Nem tudo o que é “da Câmara” é domínio público municipal; o que marca a diferença é a afetação a uso público e o regime de proteção definido na lei.
Características fundamentais do domínio público municipal
Do ponto de vista jurídico, o domínio público municipal tem três características centrais:
Incomerciabilidade
Os bens não podem ser livremente vendidos como se fossem propriedade privada; a sua desafetação (passagem de domínio público para património privado) exige ato formal e fundamentado, da competência dos órgãos municipais (Assembleia Municipal, sob proposta da Câmara).
Afectação ao interesse público local
São bens destinados a satisfazer necessidades coletivas da população (circulação, fruição de espaços verdes, culto, saúde pública, etc.), sendo essa finalidade o núcleo da sua proteção.
Submissão a regime especial de utilização
O uso por particulares é regulado por normas específicas (regulamentos municipais, licenças, concessões, autorizações de ocupação da via pública), podendo ser gratuito ou sujeito a taxas.
Na perspetiva do urbanismo e da arquitetura, isto traduz-se em restrições muito concretas à ocupação do solo, à implantação de construções e à colocação de suportes publicitários, esplanadas, toldos, quiosques, etc., em bens que integram o domínio público municipal.
Domínio público municipal e projetos de arquitetura: onde “bate” no terreno
O conceito de domínio público municipal é especialmente relevante em três planos para quem pretende construir ou intervir num imóvel:
Frentes urbanas e alinhamentos
A implantação de edifícios junto a arruamentos, praças e outros espaços públicos deve respeitar alinhamentos, afastamentos e perfis viários definidos em planos e regulamentos, justamente porque esses espaços são domínio público municipal e têm de garantir funções coletivas (circulação, visibilidade, segurança, acessibilidade).
Ocupação da via pública
Esplanadas, degraus, rampas, escadas, corrimãos, marquesas, toldos, vitrines, quiosques e outras estruturas que avancem sobre passeios ou sobre a faixa de rodagem implicam utilização do domínio público municipal.
Essa utilização depende, em regra, de licenças ou autorizações específicas, frequentemente enquadradas por regulamentos municipais (por exemplo, regulamentos de ocupação da via pública, publicidade, mobiliário urbano).
Infraestruturas e servidões
Muitas infraestruturas de abastecimento de água, saneamento, drenagem, equipamentos desportivos, cemitérios ou jardins públicos integram o domínio público ou o património municipal especialmente protegido.
As servidões e faixas de proteção associadas a estes bens condicionam a implantação de edifícios, muros, acessos e vedações em prédios privados contíguos.

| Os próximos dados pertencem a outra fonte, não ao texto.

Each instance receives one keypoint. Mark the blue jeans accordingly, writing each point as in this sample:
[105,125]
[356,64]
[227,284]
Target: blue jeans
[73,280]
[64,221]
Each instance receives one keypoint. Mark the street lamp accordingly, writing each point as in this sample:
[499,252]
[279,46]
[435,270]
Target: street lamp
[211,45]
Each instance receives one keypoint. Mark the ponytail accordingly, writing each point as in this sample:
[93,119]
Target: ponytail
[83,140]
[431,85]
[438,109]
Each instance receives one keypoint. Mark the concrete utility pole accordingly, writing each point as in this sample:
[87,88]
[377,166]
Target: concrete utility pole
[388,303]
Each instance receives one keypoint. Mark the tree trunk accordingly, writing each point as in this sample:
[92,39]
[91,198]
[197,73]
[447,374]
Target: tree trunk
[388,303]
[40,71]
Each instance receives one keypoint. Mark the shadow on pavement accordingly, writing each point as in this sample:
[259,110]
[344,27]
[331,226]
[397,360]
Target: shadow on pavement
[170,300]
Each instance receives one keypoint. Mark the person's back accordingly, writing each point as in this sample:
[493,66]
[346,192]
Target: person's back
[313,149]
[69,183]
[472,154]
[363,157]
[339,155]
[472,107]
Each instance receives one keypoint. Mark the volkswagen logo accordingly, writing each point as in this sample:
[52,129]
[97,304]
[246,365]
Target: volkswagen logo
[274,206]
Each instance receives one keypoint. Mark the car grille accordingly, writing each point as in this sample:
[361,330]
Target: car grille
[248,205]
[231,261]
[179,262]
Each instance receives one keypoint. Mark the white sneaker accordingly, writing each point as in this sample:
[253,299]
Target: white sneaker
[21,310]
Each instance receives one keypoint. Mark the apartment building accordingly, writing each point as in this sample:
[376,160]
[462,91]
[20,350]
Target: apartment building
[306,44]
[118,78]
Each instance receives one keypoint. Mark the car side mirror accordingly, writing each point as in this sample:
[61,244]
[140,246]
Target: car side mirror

Em termos práticos, isto significa que, mesmo em propriedade privada, os limites com o domínio público municipal (por exemplo, com o passeio ou com a faixa de rodagem) são sempre uma zona sensível, que merece especial atenção em termos de projeto.
Para considerar
O domínio público municipal não é uma abstração distante: são as ruas onde se entra em casa, os passeios que se atravessam para aceder à garagem, as praças em frente a edifícios reabilitados, os jardins e cemitérios que estruturam a vida coletiva.
Perceber que estes espaços são juridicamente protegidos, inalienáveis nas condições comuns e sujeitos a regras de utilização específicas é essencial para conceber projetos de arquitetura que respeitem o interesse público local, evitem conflitos com o município e valorizem a relação entre a propriedade privada e a cidade.
Nota: Este conteúdo foi elaborado com base na legislação portuguesa em vigor em março de 2026. Dada a evolução constante do quadro normativo e as especificidades de cada município, recomenda-se sempre a consulta junto da Câmara Municipal competente e o acompanhamento por técnicos habilitados.